Serangan di bagian utara negara bagian Shan dipandang sebagai tantangan besar bagi tentara, yang telah berjuang untuk membendung pemberontakan nasional yang dilakukan oleh anggota Pasukan Pertahanan Rakyat (PDF), sebuah kelompok bersenjata pro-demokrasi yang didirikan setelah pengambilalihan tentara pada tahun 2021.
Berbagai kelompok PDF yang beroperasi di seluruh negeri telah bergabung dengan kelompok etnis bersenjata yang terorganisir dengan baik dan tangguh dalam pertempuran – termasuk kelompok yang tergabung dalam Aliansi Tiga Persaudaraan – yang telah berjuang melawan pemerintah pusat Myanmar untuk mendapatkan otonomi yang lebih besar selama beberapa dekade.

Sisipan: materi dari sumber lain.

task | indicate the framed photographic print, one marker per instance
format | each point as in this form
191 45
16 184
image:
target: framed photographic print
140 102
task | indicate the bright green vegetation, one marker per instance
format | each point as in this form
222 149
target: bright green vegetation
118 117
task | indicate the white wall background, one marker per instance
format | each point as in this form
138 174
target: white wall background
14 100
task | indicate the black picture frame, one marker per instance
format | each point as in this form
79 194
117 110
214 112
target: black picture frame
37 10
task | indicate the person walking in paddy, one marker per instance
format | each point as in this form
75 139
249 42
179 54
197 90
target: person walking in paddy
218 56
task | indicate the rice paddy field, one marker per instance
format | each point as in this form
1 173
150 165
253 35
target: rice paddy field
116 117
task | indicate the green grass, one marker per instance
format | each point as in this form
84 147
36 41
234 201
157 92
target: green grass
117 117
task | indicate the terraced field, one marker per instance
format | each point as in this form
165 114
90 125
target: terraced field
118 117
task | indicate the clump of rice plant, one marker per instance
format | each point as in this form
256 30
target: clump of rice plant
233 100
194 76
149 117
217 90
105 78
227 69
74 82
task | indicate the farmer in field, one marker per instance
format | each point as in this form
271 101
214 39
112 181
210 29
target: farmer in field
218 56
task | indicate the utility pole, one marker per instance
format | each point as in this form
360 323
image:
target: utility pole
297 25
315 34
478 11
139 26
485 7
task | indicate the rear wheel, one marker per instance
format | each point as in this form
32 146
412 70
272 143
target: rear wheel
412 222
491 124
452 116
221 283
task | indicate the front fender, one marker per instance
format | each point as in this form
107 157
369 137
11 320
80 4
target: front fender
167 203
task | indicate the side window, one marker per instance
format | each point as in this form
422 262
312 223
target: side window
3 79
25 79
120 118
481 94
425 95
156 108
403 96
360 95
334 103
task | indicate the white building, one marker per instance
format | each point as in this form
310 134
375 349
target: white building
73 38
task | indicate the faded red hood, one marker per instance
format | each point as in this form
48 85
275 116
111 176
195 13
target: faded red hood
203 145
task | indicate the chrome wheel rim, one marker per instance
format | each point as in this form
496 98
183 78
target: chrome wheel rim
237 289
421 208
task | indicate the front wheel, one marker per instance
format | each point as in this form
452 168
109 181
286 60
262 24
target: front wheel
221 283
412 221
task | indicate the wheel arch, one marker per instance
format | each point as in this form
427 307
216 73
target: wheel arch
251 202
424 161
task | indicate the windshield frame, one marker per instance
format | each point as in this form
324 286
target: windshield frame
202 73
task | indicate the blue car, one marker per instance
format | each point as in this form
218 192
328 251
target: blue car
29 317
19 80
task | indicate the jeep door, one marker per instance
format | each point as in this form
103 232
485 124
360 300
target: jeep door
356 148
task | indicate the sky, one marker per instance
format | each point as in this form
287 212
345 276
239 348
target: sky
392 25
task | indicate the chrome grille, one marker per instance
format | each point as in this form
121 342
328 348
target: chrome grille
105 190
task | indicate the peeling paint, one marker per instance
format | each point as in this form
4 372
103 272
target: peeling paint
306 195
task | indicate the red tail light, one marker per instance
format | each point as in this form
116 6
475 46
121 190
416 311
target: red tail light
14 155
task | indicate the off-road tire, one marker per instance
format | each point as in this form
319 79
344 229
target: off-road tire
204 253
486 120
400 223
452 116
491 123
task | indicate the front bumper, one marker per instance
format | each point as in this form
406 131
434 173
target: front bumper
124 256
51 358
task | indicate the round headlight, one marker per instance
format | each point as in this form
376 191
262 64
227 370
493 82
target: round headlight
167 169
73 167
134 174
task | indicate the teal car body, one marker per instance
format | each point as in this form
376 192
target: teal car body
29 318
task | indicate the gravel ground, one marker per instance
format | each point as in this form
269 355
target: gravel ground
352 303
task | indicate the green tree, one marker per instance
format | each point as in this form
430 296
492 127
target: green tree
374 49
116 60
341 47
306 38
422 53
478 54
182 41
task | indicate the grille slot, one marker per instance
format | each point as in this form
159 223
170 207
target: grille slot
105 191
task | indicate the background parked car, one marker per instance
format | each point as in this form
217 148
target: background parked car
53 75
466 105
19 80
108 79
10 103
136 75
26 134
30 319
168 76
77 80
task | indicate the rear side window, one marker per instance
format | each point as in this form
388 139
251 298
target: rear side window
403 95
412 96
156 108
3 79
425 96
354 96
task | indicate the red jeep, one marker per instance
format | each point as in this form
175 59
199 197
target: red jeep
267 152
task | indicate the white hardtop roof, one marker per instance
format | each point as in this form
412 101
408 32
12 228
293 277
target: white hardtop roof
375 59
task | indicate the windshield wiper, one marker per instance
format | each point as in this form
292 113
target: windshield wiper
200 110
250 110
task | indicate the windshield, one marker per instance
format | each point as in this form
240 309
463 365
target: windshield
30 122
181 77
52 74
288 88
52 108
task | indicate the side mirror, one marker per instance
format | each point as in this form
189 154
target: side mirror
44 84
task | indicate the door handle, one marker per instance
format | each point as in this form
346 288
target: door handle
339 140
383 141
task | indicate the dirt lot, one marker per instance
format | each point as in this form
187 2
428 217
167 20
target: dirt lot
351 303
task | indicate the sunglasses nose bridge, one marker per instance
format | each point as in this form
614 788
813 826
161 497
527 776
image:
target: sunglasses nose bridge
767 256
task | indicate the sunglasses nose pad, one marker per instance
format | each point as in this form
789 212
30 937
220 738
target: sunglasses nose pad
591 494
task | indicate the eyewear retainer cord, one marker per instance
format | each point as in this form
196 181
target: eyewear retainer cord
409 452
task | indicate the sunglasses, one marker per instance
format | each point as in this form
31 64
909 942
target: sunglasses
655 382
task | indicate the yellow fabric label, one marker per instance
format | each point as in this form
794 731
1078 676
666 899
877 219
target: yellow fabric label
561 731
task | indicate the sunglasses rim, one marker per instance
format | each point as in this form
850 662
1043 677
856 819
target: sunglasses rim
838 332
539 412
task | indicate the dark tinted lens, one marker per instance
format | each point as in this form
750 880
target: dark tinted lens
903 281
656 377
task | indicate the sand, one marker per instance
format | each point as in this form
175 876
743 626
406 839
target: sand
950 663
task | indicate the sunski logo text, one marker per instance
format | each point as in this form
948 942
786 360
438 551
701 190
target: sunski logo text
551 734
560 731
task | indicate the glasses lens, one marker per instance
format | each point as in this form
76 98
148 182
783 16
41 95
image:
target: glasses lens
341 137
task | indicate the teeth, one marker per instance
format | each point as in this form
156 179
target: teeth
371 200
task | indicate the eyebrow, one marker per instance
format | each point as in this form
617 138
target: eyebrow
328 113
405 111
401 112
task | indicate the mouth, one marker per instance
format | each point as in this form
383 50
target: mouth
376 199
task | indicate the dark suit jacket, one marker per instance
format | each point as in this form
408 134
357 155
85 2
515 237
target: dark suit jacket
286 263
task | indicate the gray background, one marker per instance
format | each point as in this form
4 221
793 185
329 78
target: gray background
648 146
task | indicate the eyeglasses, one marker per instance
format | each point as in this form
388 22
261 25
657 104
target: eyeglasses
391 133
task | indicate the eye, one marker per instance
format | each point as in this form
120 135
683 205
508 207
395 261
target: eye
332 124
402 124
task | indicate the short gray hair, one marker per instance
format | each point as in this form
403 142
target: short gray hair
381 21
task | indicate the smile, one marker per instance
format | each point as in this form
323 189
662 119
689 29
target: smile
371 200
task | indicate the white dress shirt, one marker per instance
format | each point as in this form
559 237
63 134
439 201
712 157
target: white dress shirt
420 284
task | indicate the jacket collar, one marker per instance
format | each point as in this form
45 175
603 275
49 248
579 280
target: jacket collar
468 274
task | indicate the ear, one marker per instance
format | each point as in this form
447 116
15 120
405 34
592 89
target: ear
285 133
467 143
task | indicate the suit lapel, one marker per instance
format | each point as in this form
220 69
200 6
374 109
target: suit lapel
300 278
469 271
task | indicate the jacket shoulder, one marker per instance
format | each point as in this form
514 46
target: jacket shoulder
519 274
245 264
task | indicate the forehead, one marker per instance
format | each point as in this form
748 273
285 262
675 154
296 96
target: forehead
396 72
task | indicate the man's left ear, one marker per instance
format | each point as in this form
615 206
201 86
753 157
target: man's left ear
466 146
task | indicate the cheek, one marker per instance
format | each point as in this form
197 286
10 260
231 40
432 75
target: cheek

Pemerintah militer menghadapi tantangan lain pada hari Senin ketika Tentara Arakan melancarkan serangan mendadak terhadap sasaran militer di lima kota kecil di negara bagian Rakhine, Myanmar barat. Gencatan senjata selama setahun sebelumnya telah diumumkan di negara bagian tersebut antara pemerintah militer dan Tentara Arakan.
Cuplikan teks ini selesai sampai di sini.